Locals who love the lake owe the idea of lake clarity and in-lake vegetation an open mind. There was room at the well-advertised picnic for more enquiring minds for more people to enjoy the delicious $7 pork supper served by Smokin’ Hereford chef Jesse Barnett. They would find that the folks from Fyra are serious scientists who want to apply rigorous tests to a hypothesis fully supported by their work elsewhere — including the largest lake in Ohio not named Erie.

Modern aquatic science can clean up the lake using a safe chemical. Vegetation will not impede boating. Biological diversity will appear and be sustained.
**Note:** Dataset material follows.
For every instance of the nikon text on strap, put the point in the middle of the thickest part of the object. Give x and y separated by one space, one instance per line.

We will have a fun tourist attraction to draw people to The City Beautiful. Our islands and jetties will be restored from erosion. And our dream of a clear-water lake will be realized in about six years — three years of preparation, two years of study and a final year of whole-lake alum application. I wish it were tomorrow. I probably will be dead within six years. IDNR Lakes Coordinator George Antoniou, a sincere and thoughtful man, assures me that I will be around to see it. I have faith in him.

The whole process — dredging followed by clarification — probably will have to occur in another 30 to 50 years. That has been the historical record. We will have done our part to bury the question posed to my dad 50 years ago.

This idea at least deserves a fair hearing before you make up your mind.